My own introduction to bánh mi came in Honolulu, whence I’d gone to do a story on Hawaiian music, which is a much harder assignment than you’d think. Still, I had a motivated researcher in the person of my friend Margaret, who’d moved there with her new husband, Rollo Banks, one of America’s leading tattoo artists. (Please note this was before every idiot teenager in the world had a tattoo. Rollo had inherited the designs of Sailor Jerry, and was still poking them out at China Sea Tattoo on Army Street in Honolulu’s Chinatown.) The day I’d arrived in Honolulu, I’d done something very smart: not fought the jetlag. This was Margaret’s idea: “If you wake up at 6 and go to bed at 10, you’ll be keeping local time, and you’ll never see the tourists.” She was right.
One morning, then, Rollo offered to take me on a tour of Chinatown at 6 in the morning, and I of course jumped at the opportunity. They tell tourists Chinatown is dangerous, and if you’re asked, you should echo that opinion. It’s not, of course, true, but Chinatown is sleazy — or it was back in 1990. at any rate. Rollo was an inspired guide to the sleaze, too; we went to a dime-a-dance place where there was a live orchestra of Filipinos. The drummer — and I can swear to this, having stood right next to him — was asleep, keeping perfect time (all he needed to do was whack the snare), and picking a scab on his neck in his sleep.
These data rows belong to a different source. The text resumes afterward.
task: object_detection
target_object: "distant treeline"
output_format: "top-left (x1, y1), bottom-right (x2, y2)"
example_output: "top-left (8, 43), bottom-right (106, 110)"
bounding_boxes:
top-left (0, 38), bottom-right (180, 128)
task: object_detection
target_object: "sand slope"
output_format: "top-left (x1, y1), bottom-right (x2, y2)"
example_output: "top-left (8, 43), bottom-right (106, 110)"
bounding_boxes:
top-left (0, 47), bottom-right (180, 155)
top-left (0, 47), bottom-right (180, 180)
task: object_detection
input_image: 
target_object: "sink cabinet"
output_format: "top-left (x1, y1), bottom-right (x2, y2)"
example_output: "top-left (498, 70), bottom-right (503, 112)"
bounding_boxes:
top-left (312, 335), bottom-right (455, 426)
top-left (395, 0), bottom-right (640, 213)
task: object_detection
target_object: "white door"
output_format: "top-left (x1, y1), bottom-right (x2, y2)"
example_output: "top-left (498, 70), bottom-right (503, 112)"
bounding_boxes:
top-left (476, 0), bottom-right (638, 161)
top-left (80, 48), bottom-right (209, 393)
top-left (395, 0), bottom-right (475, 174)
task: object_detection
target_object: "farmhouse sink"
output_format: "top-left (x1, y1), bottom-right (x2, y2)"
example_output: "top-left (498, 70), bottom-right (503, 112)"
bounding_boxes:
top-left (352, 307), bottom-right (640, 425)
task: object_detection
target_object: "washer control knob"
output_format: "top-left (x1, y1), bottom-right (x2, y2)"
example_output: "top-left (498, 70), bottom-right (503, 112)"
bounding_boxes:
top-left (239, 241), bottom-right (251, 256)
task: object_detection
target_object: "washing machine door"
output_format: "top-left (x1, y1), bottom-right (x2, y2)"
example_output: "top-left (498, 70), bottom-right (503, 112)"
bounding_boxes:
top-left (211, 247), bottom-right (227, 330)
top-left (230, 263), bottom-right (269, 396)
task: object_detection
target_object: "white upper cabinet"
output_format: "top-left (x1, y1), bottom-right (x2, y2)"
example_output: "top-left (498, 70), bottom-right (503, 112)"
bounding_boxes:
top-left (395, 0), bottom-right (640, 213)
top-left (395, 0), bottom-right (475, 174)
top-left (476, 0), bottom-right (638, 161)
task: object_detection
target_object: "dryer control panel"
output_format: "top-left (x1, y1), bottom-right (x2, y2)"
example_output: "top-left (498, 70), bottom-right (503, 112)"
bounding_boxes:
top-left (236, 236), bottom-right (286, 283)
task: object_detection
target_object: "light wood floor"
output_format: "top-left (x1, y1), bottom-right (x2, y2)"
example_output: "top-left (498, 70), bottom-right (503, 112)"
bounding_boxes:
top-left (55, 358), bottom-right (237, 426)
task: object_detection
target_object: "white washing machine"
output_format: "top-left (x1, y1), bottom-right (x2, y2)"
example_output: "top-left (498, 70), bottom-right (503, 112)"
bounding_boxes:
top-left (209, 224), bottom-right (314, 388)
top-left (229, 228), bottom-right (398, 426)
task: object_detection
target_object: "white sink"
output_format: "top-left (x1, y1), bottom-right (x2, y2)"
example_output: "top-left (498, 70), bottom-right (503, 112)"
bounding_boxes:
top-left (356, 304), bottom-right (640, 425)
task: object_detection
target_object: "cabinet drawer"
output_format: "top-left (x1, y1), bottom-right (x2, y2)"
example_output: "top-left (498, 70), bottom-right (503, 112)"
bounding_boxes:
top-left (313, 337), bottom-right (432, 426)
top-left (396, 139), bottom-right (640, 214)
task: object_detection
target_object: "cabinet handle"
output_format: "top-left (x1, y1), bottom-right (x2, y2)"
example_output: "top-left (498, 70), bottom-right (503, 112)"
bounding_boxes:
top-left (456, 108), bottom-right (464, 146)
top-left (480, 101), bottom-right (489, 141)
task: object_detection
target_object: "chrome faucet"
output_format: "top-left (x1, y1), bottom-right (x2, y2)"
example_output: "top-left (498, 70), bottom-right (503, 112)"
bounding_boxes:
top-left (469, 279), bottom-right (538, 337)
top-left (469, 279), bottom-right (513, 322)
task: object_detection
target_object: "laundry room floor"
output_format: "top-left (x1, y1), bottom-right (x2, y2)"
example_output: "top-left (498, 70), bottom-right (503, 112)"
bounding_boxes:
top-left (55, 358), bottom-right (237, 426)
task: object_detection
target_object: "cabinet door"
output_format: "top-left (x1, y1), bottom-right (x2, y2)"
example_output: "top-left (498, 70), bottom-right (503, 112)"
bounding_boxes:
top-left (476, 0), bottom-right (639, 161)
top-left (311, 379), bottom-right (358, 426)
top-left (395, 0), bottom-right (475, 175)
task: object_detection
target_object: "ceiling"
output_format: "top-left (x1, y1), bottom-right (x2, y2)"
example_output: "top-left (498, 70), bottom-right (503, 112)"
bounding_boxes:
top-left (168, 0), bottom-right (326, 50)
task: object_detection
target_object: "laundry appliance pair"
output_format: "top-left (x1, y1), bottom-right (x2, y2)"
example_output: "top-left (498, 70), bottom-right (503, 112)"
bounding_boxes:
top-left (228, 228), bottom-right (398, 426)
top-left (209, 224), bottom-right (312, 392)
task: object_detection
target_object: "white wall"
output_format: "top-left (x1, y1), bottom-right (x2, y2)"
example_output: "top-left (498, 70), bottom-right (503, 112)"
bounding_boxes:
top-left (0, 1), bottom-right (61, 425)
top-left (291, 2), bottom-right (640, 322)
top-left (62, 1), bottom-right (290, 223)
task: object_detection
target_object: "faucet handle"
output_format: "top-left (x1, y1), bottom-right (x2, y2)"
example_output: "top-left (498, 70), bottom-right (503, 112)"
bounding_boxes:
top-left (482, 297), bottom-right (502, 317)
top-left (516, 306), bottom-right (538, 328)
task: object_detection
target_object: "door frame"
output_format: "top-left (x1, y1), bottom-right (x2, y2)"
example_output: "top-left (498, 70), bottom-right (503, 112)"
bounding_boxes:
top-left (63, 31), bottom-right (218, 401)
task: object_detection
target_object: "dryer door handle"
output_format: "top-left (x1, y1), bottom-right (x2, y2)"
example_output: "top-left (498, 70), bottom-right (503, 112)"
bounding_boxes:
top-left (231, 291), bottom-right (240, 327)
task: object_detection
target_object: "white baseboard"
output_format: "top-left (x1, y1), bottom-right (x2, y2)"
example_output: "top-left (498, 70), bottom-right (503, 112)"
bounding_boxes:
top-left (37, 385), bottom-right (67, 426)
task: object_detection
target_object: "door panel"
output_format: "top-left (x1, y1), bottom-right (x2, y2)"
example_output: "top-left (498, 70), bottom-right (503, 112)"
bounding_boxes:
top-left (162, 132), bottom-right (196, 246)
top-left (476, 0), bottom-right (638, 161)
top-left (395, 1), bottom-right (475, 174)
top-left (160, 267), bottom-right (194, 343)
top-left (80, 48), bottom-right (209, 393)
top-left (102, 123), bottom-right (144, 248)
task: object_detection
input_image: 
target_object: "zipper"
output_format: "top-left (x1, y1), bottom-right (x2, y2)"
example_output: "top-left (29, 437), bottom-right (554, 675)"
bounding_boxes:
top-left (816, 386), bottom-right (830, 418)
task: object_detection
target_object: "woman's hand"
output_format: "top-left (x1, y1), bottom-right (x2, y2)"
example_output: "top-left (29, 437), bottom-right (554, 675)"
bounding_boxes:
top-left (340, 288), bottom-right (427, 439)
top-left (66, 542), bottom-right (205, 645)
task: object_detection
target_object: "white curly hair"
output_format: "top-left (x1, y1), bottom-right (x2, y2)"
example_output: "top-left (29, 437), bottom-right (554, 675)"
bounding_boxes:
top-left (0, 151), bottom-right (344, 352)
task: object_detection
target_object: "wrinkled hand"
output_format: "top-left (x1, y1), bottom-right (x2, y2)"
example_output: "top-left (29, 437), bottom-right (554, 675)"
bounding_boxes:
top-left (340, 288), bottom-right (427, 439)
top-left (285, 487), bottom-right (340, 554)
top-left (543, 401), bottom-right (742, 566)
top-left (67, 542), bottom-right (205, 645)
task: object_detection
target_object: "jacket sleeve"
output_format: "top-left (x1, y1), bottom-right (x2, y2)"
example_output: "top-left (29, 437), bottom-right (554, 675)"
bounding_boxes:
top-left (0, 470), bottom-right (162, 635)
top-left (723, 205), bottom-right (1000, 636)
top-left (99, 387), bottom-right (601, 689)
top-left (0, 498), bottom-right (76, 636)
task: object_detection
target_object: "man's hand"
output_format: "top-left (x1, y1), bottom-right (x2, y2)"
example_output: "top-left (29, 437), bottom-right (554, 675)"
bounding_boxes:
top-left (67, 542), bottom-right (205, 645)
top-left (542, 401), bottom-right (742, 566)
On the periphery of the dance-floor were little booths where the dance-hall girls — Okinawans, Rollo said — gave blow-jobs for five bucks. There was an antique shop (and why was this open at 6am?) where I bet someone who knew his Chinese or Japanese stuff might well uncover a bargain: it looked like the stock hadn’t been added to since about 1920. Various closed bars were passed and their legends commented upon, and then we went to the wholesale fish market, where multi-ton tuna were being wheeled in straight off the boat while the sushi chefs from the best hotels in the state swarmed over them bidding on the choicest bits. Outside the fish market was a fruit and vegetable market, and Rollo bought a perfectly ripe mango, whereupon he pulled out his knife, stabbed it, and started carving it with careful in-and-out motions. He withdrew the knife, wiped the blade on his jeans and popped the mango open, its flesh falling apart into discrete bite-sized chunks, much to the admiration of the young Vietnamese woman who’d sold it to him. “I learned that trick from a teenaged whore in Bangkok,” he said, and she turned a very unusual color.
We ended the tour in a Vietnamese coffee-shop whose name I carefully wrote down, only to discover later that the two words meant “coffee shop” in Vietnamese. And there, for breakfast, I had a paté, shredded daikon, shredded green chile, homemade mayonnaise, cilantro, shredded carrot and lettuce bánh mi on a perfect baguette, with two cups of that rocket-fuel Vietnamese drip coffee with condensed milk to wake me up. By the time we got back to Army Street, there was a line in front of China Sea that led around the block. “Oh, hell,” Rollo sighed. “Fleet’s in.”
Anyway, with that kind of intro to bánh mi, no wonder I’ve been waiting for them to show up here. I doubt Yum Mee will be that good, but I’m also intending to head down there tomorrow at lunchtime.